Week 4 of 12 · Part A — Applied Safety

The Two-Sided Scorecard

A model that refuses everything scores perfectly on one axis and is useless — measure both

Day 17 ~60 minutes Concept

Day 17 of 60

The number that lies

Here is the most important idea in this entire week, and it's almost embarrassingly simple. Suppose you measure a model's safety by one number: how often does it refuse harmful requests? Now build a model that refuses every request — harmful, benign, "what's the capital of France." It scores a perfect 100% on your safety metric. It is also completely useless. Your one number called a brick "maximally safe."

The thesis

Safety is not a single axis. You must measure both harmful-compliance (did it do the bad thing?) and over-refusal (did it wrongly refuse a benign request?). Optimize only the first and you get a model that refuses everything; optimize only the second and you get one that helps with anything. The two-sided scorecard is the point of the whole week — one number can be gamed, the pair cannot.

This is the helpful↔harmless tension from Week 2, finally turned into a measurement. A real safety review never reports one safety number, because a single number always has a degenerate way to max it out. The scorecard exists precisely to make that cheat visible.

The two axes, precisely

Core Theory

Axis 1 · Harmful-compliance (want LOW)

Of the requests that should be refused, how many did the model comply with? This is the axis everyone remembers — the model doing the dangerous thing. Its complement is the safe-refusal rate (want HIGH). Measured on a set of genuinely harmful prompts.

Axis 2 · Over-refusal (want LOW)

Of the requests that are perfectly benign, how many did the model wrongly refuse? This is the axis teams forget. Measured on a set of benign prompts — including benign look-alikes: "how do I kill a Python process," "where can I buy a knife for cooking." A model that fails here is exhausting, drives users away, and erodes trust in safety itself.

Why the second axis is the hard one

Harmful-compliance is easy to care about — the harm is vivid. Over-refusal is quiet: no headline, no incident report, just a slow bleed of usefulness and the cultural cost of safety looking like an obstacle. XSTest (Röttger et al., 2024) exists specifically to measure this exaggerated safety — and the fact that it had to be built tells you how often the second axis gets dropped.

The degenerate-model test

Here's a habit to adopt for any metric you'll ever design, not just this one: ask what's the dumbest model that maxes this score? For a one-axis safety metric, it's "refuse everything." For a one-axis helpfulness metric, it's "comply with everything." The scorecard is exactly the pair of metrics whose degenerate models are opposites — so you can't win both by cheating. That mutual tension is what makes the pair trustworthy.

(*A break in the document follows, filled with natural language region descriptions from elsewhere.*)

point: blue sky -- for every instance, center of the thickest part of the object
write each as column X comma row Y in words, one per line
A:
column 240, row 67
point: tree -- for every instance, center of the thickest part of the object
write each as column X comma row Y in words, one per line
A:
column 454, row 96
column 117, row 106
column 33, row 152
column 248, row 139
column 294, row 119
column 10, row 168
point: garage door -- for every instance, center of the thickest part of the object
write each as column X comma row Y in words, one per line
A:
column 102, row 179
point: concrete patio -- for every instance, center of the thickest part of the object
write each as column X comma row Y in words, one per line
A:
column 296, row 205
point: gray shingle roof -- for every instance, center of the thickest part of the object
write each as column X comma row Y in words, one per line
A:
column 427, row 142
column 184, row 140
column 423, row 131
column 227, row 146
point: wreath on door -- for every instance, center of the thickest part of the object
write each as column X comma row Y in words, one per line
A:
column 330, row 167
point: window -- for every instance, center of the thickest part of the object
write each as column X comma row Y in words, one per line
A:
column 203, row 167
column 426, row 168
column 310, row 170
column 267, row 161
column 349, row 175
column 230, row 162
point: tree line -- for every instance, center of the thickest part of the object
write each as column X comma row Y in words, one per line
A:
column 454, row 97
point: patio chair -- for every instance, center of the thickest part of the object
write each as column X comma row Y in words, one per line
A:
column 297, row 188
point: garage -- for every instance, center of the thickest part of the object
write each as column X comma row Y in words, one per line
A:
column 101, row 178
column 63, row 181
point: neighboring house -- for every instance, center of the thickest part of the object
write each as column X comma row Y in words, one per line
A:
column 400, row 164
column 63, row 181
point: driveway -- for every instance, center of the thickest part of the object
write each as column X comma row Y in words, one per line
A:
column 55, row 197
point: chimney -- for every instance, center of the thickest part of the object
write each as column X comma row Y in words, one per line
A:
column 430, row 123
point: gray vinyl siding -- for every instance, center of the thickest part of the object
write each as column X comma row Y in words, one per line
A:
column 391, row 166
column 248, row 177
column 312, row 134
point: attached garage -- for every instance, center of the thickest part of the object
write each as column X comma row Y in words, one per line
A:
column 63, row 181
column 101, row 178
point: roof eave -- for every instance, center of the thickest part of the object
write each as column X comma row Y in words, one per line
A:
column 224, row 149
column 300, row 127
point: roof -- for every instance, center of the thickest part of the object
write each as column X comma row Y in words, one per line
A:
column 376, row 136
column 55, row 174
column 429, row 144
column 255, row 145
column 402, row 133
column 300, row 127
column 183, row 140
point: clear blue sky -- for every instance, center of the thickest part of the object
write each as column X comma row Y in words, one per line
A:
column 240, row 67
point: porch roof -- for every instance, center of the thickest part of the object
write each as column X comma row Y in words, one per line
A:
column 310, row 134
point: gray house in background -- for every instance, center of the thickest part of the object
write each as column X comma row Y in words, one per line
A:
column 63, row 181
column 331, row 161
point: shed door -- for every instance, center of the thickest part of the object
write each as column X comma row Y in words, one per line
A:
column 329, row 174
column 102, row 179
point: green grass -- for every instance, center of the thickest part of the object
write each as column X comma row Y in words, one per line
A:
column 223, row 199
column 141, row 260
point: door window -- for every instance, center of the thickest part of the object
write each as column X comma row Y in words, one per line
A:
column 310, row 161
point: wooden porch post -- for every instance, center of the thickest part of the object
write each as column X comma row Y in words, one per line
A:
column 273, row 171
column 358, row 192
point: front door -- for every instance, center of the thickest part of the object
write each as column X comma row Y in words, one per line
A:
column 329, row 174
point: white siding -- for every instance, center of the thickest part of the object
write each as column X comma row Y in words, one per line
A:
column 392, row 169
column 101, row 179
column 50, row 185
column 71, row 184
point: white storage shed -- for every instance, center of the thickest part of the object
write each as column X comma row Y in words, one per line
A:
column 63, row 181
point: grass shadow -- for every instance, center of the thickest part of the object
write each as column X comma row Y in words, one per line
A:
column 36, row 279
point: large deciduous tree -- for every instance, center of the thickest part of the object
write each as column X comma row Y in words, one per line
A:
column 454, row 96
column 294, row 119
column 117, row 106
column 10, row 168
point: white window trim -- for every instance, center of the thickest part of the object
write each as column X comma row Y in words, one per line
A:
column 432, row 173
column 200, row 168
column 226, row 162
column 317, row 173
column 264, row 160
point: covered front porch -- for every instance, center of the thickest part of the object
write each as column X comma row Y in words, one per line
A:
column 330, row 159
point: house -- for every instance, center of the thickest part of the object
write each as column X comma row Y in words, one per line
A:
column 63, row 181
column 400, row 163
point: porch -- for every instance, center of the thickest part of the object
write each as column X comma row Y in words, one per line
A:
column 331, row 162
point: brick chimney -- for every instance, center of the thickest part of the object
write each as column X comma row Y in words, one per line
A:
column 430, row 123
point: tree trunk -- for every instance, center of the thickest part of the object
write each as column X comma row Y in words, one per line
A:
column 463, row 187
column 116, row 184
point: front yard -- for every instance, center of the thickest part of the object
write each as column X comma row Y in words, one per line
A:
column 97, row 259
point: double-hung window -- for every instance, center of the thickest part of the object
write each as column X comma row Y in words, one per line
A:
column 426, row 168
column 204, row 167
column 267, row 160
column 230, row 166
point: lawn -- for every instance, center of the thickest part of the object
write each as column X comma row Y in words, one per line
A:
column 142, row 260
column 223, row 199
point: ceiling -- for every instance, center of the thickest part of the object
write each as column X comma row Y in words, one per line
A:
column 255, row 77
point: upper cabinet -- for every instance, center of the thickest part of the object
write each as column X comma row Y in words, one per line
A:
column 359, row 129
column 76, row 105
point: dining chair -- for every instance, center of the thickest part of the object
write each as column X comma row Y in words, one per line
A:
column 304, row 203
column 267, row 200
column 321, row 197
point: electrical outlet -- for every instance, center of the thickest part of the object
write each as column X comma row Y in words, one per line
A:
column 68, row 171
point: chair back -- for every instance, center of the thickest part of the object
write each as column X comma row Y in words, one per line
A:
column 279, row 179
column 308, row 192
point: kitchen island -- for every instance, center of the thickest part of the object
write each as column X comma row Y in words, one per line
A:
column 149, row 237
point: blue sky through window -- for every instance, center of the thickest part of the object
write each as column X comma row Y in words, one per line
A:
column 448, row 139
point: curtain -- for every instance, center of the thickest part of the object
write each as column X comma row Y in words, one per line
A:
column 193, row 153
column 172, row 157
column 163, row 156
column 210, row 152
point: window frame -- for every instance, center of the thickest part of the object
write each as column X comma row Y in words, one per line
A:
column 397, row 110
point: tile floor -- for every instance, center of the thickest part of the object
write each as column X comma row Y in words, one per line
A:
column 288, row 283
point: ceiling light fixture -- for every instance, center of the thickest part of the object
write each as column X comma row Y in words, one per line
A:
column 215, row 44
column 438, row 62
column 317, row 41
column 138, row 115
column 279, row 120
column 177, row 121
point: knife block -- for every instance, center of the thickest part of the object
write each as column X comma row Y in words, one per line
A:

Carry this further than safety

The two-sided-scorecard instinct generalizes: precision needs recall, sensitivity needs specificity, growth needs retention. Any time someone hands you a single optimization target, find the axis it can be gamed against and measure that too. This is one of the most portable habits in all of evaluation.

Building toward the eval set

To measure both axes you need a balanced eval set: a class of genuinely harmful prompts and a class of benign ones (with deliberate look-alikes that bait over-refusal). You'll design that set properly on Day 19 and score it with code on Day 18. Today, just internalize the shape — two prompt classes, two metrics, one scorecard — because the rest of the week is filling it in.

Your work today

Read + Sketch the Scorecard

~60 minutes

Read §2–4 of XSTest: Identifying Exaggerated Safety Behaviours (Röttger et al., 2024). Note how they construct safe prompts that look unsafe — that's the over-refusal bait.
Skim Challenges in Evaluating AI Systems for why a single score misleads, and connect it to the degenerate-model idea.
Write the two axes in your own words, each with the formula (rate over which prompt class) and which direction is good.
Sketch a 10-prompt balanced eval set on paper: 5 harmful, 5 benign — and make at least two of the benign ones benign look-alikes that a jumpy model would wrongly refuse.

The expert move

A novice reports "our model is 98% safe." An expert refuses to report a single safety number at all, because they know a single number always has a degenerate maximizer — and the one for safety is a model that refuses everything. The altitude jump is from a score to a scorecard: measuring the axis your metric can be gamed against, so the number can't lie by omission.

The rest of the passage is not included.